Are you a pie maker? Or are you afraid of this sometimes fussy pastry category? I wasn’t always fond of baking pies, but I loved making seasonal pies for my family. Rolling out one pie wasn’t too bad.
But when I opened my bakery and café, mass producing these beautiful seasonal baked goods was unnerving. Thankfully, my bakers rolled out most of the pies. It wasn’t until years later, after I sold my shops, worked in corporate R&D, then as the sole pastry chef in a restaurant hotel kitchen, that my love for pie-making developed.
From The (Faux) Pastry Chef: How I Found My Baking Fix, page 98:
When I first learned that pies were on the menu twice each week, I was rather distraught. I was not an ace pie-maker. I started my Hotel Gold career making one-crust pies, but after practice I was soon making them with two crusts.
I was quite impressed with myself. It didn’t take as long as I thought; all that swearing made the time go faster. I made twenty-three pies each time they were on the menu – nineteen with sugar and four sugar-free. I always made pies first, before breakfast. I could take off my jacket and get them done before the kitchen was too unbearably hot, when both the dough and pastry chef would get soft and sticky.
When I realized I could do a dessert night of pies in less than three hours, as opposed to a cake dessert that involved several long hours of mixing, baking, and icing, pies became my friend.
The following recipe makes two 9″ double crust pies, or multiple small and handheld pies.
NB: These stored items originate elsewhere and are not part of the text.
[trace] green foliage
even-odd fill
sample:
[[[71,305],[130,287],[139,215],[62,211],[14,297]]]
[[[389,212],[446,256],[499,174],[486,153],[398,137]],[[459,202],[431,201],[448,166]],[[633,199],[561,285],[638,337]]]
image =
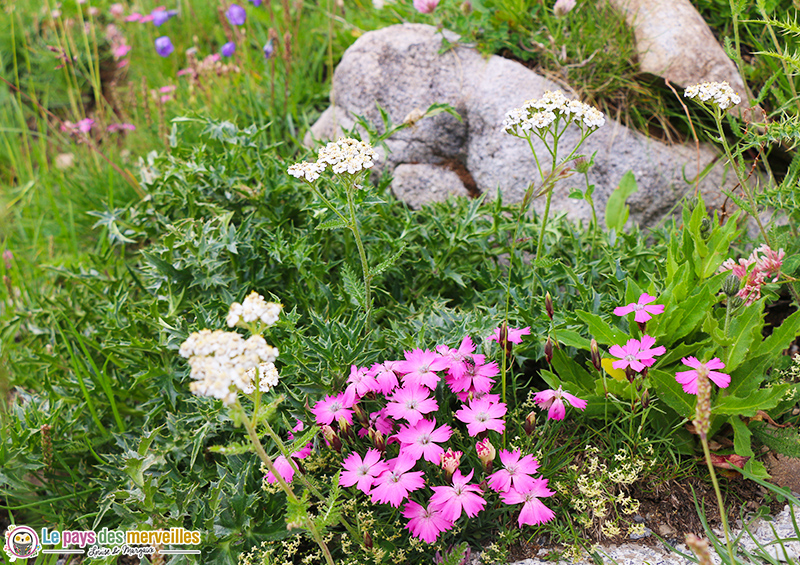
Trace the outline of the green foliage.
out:
[[[606,202],[606,228],[619,233],[628,221],[630,207],[626,204],[628,198],[639,190],[636,178],[631,171],[622,175],[619,186],[614,189]]]

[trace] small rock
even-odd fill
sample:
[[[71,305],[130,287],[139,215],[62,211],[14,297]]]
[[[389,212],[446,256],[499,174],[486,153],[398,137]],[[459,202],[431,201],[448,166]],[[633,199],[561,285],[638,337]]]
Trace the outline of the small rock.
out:
[[[636,514],[633,517],[633,521],[636,522],[637,524],[644,524],[644,518],[642,518],[639,514]]]
[[[645,528],[645,529],[644,529],[644,533],[641,533],[641,534],[631,534],[631,535],[629,535],[628,537],[629,537],[630,539],[634,539],[634,540],[635,540],[635,539],[644,539],[644,538],[650,537],[650,534],[652,534],[652,533],[653,533],[653,530],[651,530],[650,528]]]
[[[672,536],[674,536],[677,533],[678,532],[675,530],[675,528],[673,528],[669,524],[660,524],[658,526],[658,535],[660,535],[662,538],[665,539],[672,538]]]

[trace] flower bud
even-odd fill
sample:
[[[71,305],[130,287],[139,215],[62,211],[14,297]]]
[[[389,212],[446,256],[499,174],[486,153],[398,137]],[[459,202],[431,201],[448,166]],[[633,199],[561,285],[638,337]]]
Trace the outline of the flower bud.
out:
[[[489,438],[484,438],[475,444],[475,451],[478,452],[478,459],[483,463],[483,468],[488,473],[492,470],[492,461],[497,456],[497,450],[489,441]]]
[[[461,8],[461,13],[465,16],[468,16],[472,13],[472,3],[469,0],[462,2],[459,5],[459,8]]]
[[[700,220],[700,235],[704,238],[708,238],[708,234],[711,231],[711,220],[708,218],[703,218]]]
[[[544,295],[544,309],[547,312],[547,317],[550,320],[553,319],[553,297],[550,296],[550,293]]]
[[[632,383],[634,379],[636,379],[636,371],[633,370],[633,367],[628,365],[625,367],[625,376],[628,378],[628,382]]]
[[[722,283],[722,292],[724,292],[726,296],[736,296],[740,286],[741,282],[739,281],[739,277],[731,273],[725,277],[725,281]]]
[[[592,365],[594,365],[594,368],[597,369],[598,371],[602,371],[603,358],[600,356],[600,347],[598,347],[597,340],[595,338],[592,338],[592,342],[591,345],[589,346],[589,349],[592,352]]]
[[[578,157],[575,159],[575,170],[582,175],[589,172],[589,165],[590,163],[586,160],[586,157]]]
[[[531,435],[534,428],[536,428],[536,410],[531,411],[531,413],[525,417],[525,423],[522,424],[522,429],[525,430],[526,435]]]
[[[447,473],[448,481],[461,464],[462,455],[464,455],[463,451],[453,451],[453,449],[450,447],[447,448],[447,451],[442,453],[442,469],[444,469],[445,473]]]
[[[370,428],[368,433],[369,439],[372,440],[372,445],[375,446],[375,449],[381,453],[386,451],[386,437],[375,428]]]
[[[372,536],[369,535],[369,532],[364,532],[364,547],[372,549]]]
[[[729,304],[729,306],[730,306],[731,308],[733,308],[734,310],[736,310],[737,308],[739,308],[739,306],[741,306],[742,304],[744,304],[744,300],[742,300],[742,297],[741,297],[741,296],[739,296],[739,295],[736,295],[736,296],[732,296],[732,297],[731,297],[731,299],[730,299],[730,300],[728,300],[728,304]]]
[[[708,378],[708,369],[697,370],[697,405],[694,410],[692,424],[700,437],[705,439],[711,428],[711,379]]]
[[[336,420],[337,425],[339,426],[339,435],[343,438],[350,438],[352,439],[353,436],[353,426],[351,426],[347,420],[343,417],[339,417]]]
[[[339,436],[336,435],[336,431],[328,426],[322,426],[322,437],[325,438],[325,441],[328,443],[328,446],[335,449],[337,453],[342,452],[342,440],[339,439]]]
[[[359,406],[358,404],[353,406],[353,414],[355,415],[356,420],[358,421],[359,424],[361,424],[365,428],[369,427],[369,416],[367,415],[366,412],[364,412],[364,410],[361,409],[361,406]]]
[[[547,364],[553,362],[553,339],[548,337],[547,342],[544,344],[544,358],[547,359]]]
[[[711,552],[708,550],[708,540],[700,539],[694,534],[686,534],[686,545],[697,556],[698,565],[711,565]]]
[[[686,209],[689,210],[689,212],[692,212],[695,208],[697,208],[699,203],[700,199],[697,198],[697,196],[692,196],[686,200]]]

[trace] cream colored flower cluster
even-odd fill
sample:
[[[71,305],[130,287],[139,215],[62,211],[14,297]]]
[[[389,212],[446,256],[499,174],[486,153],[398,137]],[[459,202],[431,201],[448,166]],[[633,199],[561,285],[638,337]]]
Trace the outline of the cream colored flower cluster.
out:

When I don’t feel like rolling a top and bottom crust, I often make rustic pies – one large bottom crust that folds over the top of the pie.
8 cups blueberries
1 ½ cups sugar, or more
6 tablespoons cornstarch
2 tablespoons lemon juice
½ teaspoon salt
½ teaspoon cinnamon or nutmeg, optional
5 cups all-purpose flour (approx. 1¼ #)
½ teaspoon salt
1 cup butter (2 sticks)
1 cup vegetable shortening (½ #)
¾ cup cold water
extra flour for rolling out dough
1. Mix all filling ingredients and set aside.
2. Pan spray baking tins and preheat oven to 375 degrees F.
3. In a large bowl, lightly mix flour and salt, then cut in shortening and butter. When mixture looks fine-grained, drizzle in cold water and mix into a ball. Knead lightly, then separate into four pieces, two slightly larger. Use at once or wrap and chill one hour or up to five days.
4. Don’t worry about working fast – take the time you need. Roll out larger pieces of dough and place in lightly greased pie pans. Trim any dough hanging more than ¼” over the edge. Add filling, roll out the top crust, and place on top of pie. Gently roll edge of the top and bottom crust together (I prefer to tuck the top crust under the bottom) and press down to seal. Flute edges, or not, in any way you want. Vent top of each pie. If you wish, pie tops can be brushed with water, milk, butter, or beaten egg. You can also sprinkle on sugar. Or just leave plain.
5. Place pie pans on a cookie sheet with a large piece of parchment or aluminum foil under each pan. Bake in preheated 375° oven 45-60 minutes. Pies are done when juice has bubbled out for a few minutes.
6. Let pies cool at least two hours before cutting. To freeze, cool to room temperature then wrap well and place in freezer.
Home-Based Baking at its Best! If you have a home-based food business and do not make pies, consider adding this product line to your offerings. With the trend toward home-made, seasonal, and local, your customers would appreciate purchasing fresh pies during the summer months.